The team evaluated four screening algorithms: 1) symptom screening, 2) chest X-ray with computer-aided detection (CXR-CAD), 3) symptoms and CXR-CAD with follow-up testing if either is positive, and 4) GeneXpert Ultra with pooled sputum. In all strategies, people who screened positive then received individual Xpert testing for confirmation. The researchers modeled annual or biannual (twice-yearly) screening across entire prison populations, alone or combined with entry and exit screening. Their projections for 2035 included within-prison and population-level tuberculosis incidence, discounted costs (2023 USD), and DALYs. Results showed that combining entry, exit, and biannual screening using CXR-CAD was the most impactful and cost-effective approach across all three countries: it reduced tuberculosis incidence in prisons by 62–87% and lowered population-level incidence by 18–28%. Compared with biannual CXR-CAD alone, adding entry and exit screening had incremental costs per DALY averted of $2984 in Brazil, $2925 in Colombia, and $645 in Peru. Adding symptom screening to CXR-CAD provided only marginal extra benefit and was cost-effective mainly in Peru’s higher-incidence prisons. Where CXR-CAD is not yet available, pooled Xpert was an effective and cost-effective alternative.

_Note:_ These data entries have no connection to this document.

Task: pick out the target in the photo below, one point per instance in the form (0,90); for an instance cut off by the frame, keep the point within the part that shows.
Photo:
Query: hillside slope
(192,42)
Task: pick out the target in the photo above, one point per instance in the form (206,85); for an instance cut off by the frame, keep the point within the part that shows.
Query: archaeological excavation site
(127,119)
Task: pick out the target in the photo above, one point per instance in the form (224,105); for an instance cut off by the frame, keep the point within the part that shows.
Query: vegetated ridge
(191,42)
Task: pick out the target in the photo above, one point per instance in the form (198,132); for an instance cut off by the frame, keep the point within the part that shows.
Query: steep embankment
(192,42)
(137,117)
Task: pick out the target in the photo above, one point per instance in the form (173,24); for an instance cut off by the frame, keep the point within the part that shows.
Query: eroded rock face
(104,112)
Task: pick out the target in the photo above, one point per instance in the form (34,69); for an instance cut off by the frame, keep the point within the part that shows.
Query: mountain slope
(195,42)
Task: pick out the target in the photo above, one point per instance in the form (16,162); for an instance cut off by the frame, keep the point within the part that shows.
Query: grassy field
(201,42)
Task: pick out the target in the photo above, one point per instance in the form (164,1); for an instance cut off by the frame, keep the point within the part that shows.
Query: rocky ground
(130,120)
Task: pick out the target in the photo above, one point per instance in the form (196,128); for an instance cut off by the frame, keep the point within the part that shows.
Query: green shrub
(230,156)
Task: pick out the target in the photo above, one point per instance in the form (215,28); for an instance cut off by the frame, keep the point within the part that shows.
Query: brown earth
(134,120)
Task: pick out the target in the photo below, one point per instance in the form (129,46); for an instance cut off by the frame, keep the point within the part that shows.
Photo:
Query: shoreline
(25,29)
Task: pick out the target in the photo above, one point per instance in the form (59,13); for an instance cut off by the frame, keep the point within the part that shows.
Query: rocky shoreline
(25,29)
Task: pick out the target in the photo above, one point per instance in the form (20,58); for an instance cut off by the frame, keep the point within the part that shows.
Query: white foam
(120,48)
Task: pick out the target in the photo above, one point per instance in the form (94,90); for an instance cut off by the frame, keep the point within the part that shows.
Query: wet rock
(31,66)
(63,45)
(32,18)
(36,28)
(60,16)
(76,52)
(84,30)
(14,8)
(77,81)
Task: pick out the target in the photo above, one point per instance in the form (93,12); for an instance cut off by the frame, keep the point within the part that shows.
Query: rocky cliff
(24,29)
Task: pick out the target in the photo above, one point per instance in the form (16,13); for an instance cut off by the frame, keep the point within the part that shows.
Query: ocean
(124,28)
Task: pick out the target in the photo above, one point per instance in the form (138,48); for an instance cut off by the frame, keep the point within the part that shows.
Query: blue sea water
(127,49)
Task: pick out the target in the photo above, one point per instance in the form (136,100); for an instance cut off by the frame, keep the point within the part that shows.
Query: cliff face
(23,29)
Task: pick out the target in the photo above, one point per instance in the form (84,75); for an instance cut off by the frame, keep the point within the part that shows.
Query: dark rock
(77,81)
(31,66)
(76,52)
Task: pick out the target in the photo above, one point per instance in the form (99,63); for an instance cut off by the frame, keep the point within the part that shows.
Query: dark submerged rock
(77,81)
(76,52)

These findings point to a clear policy path: national programs should prioritize prison-wide screening twice a year and screen people as they enter and leave custody. The model results support beginning with whatever screening tools are immediately available while investing to build capacity for CXR-CAD, which the analysis found to be the most cost-effective algorithm. The study also suggests flexibility: biannual screening alone can be cost-effective even in prisons with incidence well below national averages, and pooled GeneXpert Ultra testing offers a practical route where chest X-ray with computer-aided detection is not yet feasible. By sharply cutting transmission inside prisons, these strategies produce measurable benefits beyond prison walls, reducing community tuberculosis burden and generating health gains measured in DALYs averted. Decision-makers can use these modeled comparisons to allocate resources toward the mix of screening frequency and diagnostic tools that best fit their resources and incidence levels.
Implementing twice-yearly and entry/exit screening in prisons could dramatically reduce TB in custody and lower transmission to the wider community. Countries should start screening now with available methods and scale up to CXR-CAD for greatest cost-effectiveness.